Third, our study is limited to relatively small abscesses and small incisions. Prior studies have included larger abscesses and incisions. Thus, our results may have underestimated the comparative effectiveness of primary closure for large abscesses. We also excluded patients requiring procedural sedation. However, procedural sedation is rarely performed for abscess management in the two study sites. Patients requiring sedation are usually taken to the operating room. This may have introduced further selection bias. However, prior studies comparing primary and secondary closure of abscesses have generally been limited to patients undergoing I&D in the operating room.

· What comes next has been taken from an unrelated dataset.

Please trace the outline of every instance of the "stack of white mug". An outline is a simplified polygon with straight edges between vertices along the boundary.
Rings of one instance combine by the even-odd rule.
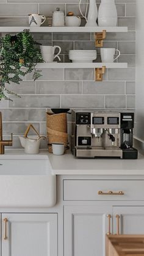
[[[59,53],[54,55],[55,51],[56,48],[59,49]],[[45,45],[40,46],[40,51],[42,55],[43,60],[45,62],[53,62],[54,60],[57,57],[59,60],[60,61],[61,59],[59,57],[59,54],[61,52],[61,48],[57,45],[54,46],[48,46]]]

Fourth, our study is limited to two EDs that may not be representative of other sites. However, we specifically included an inner city urban center and a relatively affluent suburban center to increase generalizability of our results. Fifth, we did not standardize the use of oral antibiotics, to better simulate actual practice in which use of antibiotics varies and is physician-dependent. However, use of antibiotics in this study was well balanced between the two study groups. Sixth, follow-up was limited to 7 days. Thus it is possible that we may have underestimated the long-term failure rate as well as the delayed healing rate. However, this underestimation would have applied equally to both study groups. Seventh, it was not possible to blind patients or practitioners from treatment allocation. While assessments of wound healing were performed by research personnel blinded to treatment assignment, it was often possible to determine treatment assignment when suture marks were present on either side of the wound.
Finally, our study was powered based on the assumption that the baseline healing rate would be only 25% and that there would be a large difference between the groups. In contrast, the healing rate was considerably higher after secondary closure. Thus our study may have been underpowered to detect any superiority of primary over secondary closure in healing rates. In addition, the CIs for the percent healed at day 7 and the percentage of overall failures were wide and included limits that many would consider clinically important.
Our study demonstrated that the rates of wound healing and treatment failure following incision and drainage of simple abscesses in the ED under local anesthesia are similar after primary or secondary closure. Our study did not demonstrate a 40% or greater improvement in 7-day healing rate with primary closure. Both primary and secondary closure may be considered based on patient and physician preferences. Future studies with larger sample sizes, and including larger abscesses, may better help define which closure method is superior.